From the patron standpoint, the problem here is three-fold. First, name another product or service that announces after it’s won a new customer that they underbilled you and you’re not welcome back until you fork over more dough for the first time.
Then there’s kind of a “class” issue. From a day-to-day mathematical standpoint, the most valuable customers would seem to be those paying for the fanciest orchestra and lower-balcony seats. But from a long-term strategic standpoint, arguably the most valuable customers are in the top balcony levels paying the cheapest seat prices. It’s those largely younger and more diverse sets of people developing the habit of opera-going that form the sustained financial basis of the Met’s survival, provided they’re not lectured that they’re not pulling their weight.
Finally there’s a basic strategy issue. The Met’s goal with any new patron should have been to get them to tell five friends about how exciting it was to attend the opera and bring them all the next time. The funny thing is that the Metropolitan Opera has a lot of advantages and assets to sell in service of this strategic goal if they would stop trying to make their operating deficits the customers’ problem.
The seating in the theater is more comfortable than in the typical Broadway theater, where the audience rows are often jammed up against each other. There’s no chance of missing the story in an opera because of the English titles on the seatbacks in front of you, compared to Broadway’s blasting of amplification that often seems disconnected from whoever’s singing or speaking on stage.
And the opera intermissions are longer and can be more of a party, especially at the upper balcony/bar level that inevitably attracts a fun crowd on La Bohème nights, compared to the rushed crush of bodies in a Broadway intermission that always ends in a mad scramble back to the seats for Act 2.
From the company standpoint, the dialing-for-extra-dollars strategy misunderstands the nature of building a customer base.
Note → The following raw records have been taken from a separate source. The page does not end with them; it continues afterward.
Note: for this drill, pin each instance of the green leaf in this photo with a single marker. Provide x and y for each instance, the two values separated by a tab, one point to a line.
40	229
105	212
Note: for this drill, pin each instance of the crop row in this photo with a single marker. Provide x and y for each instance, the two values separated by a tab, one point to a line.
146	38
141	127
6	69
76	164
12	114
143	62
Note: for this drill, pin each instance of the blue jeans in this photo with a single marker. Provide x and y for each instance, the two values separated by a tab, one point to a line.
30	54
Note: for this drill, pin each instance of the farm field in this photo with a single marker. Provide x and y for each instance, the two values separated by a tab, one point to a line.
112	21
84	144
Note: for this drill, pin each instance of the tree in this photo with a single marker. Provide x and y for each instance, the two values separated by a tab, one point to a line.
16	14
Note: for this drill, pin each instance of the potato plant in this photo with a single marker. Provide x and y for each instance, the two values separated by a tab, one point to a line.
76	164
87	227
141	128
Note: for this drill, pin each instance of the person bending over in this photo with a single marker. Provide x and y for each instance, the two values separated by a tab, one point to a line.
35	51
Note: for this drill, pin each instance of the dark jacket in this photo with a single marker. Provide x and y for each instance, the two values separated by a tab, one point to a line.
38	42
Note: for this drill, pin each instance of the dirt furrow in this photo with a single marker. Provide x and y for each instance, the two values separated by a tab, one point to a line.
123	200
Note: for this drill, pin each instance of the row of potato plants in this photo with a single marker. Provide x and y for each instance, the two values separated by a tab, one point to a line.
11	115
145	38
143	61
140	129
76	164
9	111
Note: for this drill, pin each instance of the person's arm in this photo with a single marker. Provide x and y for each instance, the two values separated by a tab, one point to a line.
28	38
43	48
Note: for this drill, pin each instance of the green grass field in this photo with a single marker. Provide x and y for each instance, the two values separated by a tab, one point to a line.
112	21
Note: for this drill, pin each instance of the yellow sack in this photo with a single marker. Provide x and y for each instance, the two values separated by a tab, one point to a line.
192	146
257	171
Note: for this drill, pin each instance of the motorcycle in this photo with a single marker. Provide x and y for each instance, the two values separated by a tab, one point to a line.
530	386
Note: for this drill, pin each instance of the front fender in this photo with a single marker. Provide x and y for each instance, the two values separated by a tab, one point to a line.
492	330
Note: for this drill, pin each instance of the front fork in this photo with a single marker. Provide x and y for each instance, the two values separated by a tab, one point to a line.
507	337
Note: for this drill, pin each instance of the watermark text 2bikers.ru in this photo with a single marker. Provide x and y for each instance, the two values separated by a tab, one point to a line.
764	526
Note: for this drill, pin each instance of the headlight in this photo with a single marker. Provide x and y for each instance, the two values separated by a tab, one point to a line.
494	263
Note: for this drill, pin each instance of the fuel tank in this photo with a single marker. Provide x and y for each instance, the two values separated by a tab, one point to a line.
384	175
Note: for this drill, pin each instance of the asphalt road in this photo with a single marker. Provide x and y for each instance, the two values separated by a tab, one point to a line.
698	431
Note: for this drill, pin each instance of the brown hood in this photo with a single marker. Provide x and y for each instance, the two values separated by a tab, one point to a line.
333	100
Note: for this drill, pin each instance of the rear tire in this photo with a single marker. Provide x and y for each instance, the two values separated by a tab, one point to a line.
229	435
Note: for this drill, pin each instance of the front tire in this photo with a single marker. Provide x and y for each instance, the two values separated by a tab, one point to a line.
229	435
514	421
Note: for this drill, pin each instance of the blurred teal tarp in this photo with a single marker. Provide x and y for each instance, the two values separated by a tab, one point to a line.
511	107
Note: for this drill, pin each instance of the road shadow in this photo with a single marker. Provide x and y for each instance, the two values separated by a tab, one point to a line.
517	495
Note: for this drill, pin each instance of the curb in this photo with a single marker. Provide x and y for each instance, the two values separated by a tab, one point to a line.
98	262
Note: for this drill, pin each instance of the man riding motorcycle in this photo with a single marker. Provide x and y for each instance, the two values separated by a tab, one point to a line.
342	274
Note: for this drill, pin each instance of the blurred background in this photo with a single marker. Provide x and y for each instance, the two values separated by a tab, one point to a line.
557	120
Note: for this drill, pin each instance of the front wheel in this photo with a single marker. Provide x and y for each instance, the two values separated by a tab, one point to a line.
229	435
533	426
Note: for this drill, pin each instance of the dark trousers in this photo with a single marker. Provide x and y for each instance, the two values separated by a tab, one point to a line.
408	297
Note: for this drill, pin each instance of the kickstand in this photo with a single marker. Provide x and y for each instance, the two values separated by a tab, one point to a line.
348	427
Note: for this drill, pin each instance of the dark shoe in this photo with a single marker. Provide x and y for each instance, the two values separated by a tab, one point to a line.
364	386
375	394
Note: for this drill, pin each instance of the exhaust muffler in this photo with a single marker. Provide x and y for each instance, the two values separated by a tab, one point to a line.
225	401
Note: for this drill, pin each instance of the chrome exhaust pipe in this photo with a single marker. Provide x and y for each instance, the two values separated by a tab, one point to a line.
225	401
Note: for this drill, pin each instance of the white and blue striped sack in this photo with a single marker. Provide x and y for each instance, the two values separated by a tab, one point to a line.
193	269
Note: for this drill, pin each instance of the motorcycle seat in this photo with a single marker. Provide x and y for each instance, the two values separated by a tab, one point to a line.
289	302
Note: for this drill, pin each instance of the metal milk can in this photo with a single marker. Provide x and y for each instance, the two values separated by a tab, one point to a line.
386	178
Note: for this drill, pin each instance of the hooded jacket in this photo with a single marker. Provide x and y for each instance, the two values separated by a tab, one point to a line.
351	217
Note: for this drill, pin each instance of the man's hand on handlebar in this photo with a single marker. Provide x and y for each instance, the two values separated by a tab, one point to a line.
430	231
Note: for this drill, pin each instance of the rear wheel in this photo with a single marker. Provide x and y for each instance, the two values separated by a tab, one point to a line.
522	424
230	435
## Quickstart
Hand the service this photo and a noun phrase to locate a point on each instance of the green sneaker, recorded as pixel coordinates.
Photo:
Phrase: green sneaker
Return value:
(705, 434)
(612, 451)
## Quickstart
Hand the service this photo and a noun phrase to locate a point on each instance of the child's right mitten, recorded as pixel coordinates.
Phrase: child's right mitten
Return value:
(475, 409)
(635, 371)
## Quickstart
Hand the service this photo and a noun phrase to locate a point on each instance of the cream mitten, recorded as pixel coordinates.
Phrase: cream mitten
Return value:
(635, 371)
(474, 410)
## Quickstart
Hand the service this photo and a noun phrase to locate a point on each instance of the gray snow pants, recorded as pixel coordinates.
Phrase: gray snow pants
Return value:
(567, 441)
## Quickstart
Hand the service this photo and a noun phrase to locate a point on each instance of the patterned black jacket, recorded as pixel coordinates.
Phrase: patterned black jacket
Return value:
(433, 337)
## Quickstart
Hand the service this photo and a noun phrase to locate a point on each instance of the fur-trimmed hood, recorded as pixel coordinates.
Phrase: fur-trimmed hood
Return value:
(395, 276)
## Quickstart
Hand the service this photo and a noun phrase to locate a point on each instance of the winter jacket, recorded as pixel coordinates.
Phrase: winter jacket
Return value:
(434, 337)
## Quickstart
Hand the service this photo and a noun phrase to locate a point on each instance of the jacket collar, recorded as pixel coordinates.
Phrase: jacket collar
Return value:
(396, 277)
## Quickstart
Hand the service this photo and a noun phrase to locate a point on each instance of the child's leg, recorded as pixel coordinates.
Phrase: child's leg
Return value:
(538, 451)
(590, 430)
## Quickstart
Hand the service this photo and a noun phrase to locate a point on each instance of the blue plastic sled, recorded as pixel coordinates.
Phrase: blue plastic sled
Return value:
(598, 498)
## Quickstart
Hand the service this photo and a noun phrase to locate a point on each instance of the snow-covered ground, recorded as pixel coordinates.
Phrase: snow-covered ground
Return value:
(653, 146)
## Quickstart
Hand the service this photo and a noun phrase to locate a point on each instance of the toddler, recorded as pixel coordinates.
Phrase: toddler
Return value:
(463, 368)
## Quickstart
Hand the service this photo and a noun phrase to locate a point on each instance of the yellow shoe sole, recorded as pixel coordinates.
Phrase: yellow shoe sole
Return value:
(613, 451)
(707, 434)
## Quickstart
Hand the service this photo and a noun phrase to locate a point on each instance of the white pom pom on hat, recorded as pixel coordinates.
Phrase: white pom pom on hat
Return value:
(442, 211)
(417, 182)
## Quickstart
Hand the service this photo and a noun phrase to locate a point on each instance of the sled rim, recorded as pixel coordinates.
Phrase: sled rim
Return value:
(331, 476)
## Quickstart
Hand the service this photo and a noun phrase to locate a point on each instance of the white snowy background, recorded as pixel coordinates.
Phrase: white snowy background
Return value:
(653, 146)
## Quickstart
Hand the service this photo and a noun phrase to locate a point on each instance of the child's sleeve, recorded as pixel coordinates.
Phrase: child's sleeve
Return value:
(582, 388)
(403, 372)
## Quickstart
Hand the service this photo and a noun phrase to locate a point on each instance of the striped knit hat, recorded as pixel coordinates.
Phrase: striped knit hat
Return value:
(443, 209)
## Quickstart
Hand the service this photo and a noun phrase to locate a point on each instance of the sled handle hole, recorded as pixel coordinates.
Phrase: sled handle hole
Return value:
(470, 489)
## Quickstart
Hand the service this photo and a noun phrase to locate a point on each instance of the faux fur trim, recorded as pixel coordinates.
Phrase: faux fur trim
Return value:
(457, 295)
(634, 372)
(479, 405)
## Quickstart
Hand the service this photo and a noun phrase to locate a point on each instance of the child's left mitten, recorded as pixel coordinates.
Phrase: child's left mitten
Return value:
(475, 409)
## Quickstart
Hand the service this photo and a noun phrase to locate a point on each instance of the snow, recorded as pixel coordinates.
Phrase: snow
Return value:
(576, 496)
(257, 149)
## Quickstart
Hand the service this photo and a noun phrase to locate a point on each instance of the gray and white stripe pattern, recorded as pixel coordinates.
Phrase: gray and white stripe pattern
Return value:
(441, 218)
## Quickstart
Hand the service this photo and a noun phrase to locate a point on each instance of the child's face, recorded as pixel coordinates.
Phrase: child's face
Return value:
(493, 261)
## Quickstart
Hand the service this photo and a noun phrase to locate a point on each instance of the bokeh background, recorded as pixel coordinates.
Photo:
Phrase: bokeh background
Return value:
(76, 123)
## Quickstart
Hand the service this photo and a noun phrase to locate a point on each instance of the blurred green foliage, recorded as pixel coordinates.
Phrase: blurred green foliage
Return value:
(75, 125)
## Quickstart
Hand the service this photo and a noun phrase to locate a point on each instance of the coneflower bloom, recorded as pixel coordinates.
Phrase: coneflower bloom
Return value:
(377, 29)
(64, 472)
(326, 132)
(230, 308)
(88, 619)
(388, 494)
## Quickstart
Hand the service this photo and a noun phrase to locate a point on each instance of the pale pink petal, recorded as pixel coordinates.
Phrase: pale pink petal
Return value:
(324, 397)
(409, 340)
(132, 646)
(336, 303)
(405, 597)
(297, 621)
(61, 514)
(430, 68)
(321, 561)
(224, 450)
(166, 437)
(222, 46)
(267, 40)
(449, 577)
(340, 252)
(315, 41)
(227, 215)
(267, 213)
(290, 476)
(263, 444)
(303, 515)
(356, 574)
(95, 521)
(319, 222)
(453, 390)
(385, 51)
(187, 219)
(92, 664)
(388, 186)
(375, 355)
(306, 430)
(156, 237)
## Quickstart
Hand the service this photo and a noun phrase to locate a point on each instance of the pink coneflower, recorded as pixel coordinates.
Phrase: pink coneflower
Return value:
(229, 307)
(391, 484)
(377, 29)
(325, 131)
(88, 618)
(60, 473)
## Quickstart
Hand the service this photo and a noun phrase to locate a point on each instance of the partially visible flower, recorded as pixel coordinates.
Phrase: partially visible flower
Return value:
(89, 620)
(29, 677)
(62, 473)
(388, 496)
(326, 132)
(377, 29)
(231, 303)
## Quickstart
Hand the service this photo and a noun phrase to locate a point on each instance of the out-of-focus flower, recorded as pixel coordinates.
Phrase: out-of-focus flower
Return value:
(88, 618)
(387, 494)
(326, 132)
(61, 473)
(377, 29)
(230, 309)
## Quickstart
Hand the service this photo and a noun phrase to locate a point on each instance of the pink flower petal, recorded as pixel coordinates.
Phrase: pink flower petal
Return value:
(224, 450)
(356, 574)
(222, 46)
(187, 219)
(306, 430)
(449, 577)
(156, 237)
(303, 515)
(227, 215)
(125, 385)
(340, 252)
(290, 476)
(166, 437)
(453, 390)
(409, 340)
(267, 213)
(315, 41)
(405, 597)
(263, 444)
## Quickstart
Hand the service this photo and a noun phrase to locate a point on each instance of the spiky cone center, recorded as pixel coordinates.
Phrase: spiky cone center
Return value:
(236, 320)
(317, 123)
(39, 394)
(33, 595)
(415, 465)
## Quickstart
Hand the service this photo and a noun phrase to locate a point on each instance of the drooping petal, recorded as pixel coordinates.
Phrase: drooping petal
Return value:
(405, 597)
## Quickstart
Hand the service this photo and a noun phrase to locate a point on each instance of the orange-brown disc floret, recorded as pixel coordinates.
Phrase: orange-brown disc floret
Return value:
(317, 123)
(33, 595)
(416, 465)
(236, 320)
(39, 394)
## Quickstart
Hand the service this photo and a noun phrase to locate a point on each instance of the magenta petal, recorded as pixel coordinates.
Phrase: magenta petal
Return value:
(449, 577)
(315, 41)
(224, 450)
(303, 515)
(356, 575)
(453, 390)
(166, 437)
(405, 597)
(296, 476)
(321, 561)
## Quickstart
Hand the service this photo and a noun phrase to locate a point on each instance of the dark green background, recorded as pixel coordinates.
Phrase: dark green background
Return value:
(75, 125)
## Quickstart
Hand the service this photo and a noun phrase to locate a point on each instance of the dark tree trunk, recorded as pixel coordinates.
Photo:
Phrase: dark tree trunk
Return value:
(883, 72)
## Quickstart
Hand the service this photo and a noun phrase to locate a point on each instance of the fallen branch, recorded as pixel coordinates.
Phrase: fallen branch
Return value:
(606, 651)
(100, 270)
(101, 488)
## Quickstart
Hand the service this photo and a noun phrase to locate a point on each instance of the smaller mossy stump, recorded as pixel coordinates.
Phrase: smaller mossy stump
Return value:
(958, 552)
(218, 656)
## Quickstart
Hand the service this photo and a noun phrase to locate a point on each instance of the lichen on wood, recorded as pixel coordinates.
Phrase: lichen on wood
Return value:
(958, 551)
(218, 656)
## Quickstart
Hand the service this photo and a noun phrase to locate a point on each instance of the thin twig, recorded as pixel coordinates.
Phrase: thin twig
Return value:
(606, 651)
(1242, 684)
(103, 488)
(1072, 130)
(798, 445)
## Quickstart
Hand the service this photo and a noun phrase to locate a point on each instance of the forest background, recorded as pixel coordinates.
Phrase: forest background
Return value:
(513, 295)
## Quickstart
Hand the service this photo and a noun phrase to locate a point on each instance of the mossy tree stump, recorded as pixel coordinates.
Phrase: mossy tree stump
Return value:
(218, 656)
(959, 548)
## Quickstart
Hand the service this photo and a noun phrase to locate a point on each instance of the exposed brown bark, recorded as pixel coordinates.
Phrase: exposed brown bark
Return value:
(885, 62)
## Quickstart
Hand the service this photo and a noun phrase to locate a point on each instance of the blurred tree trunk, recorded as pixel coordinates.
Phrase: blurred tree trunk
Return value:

Noted San Francisco-based orchestra consultant Aubrey Bergauer calls it a “scarcity mindset” that seems related to a weird insecurity that infects classical music organizations throughout America about getting and growing audiences.
Making essentially the same extra demands of every opera newbie that should be reserved for Mr. and Mrs. Moneybags of four decades’ patronage interferes with the proper “viral mindset” about audience development. In that mindset, new patrons are encouraged to post their own social media posts and engage in the same enthusiastic bar-talk and watercooler-talk about opera that they might about sports, rock concerts, or other recreational activities.
In my performing life I’m a theater musician and music director in the Washington area. I often suggest to actors, techies and theater fans here that when they travel to New York, they squeeze in one trip to Lincoln Center between the astonishing number of Broadway shows that these people can manage to attend over one long weekend.
One time an actor friend of mine did just that and took his family to see an opera at the Met. Upon returning home to Washington he almost immediately got a telemarketing call demanding that he make up the gap in the Met’s expenses in putting on that opera. He was so disgusted that he announced on Facebook that he was never going to the Metropolitan Opera again.
In reality, no amount of temporary extra dollars raised from those who acquiesce to the telemarketing pitches can change the fundamental dynamics of the 85%-65% attendance swing between success and failure for high-cost operations like airlines, hotels, and prestige opera companies. Dialing for dollars may be a skill that some sellers of products and services profitably employ. But when it comes to deepening a level of patron loyalty that would get a major cultural institution out of a pandemically induced shutdown, it’s done more harm than good. In preparation for the next crisis, it might be best to lay off the phone lines unless you really just want to talk about opera.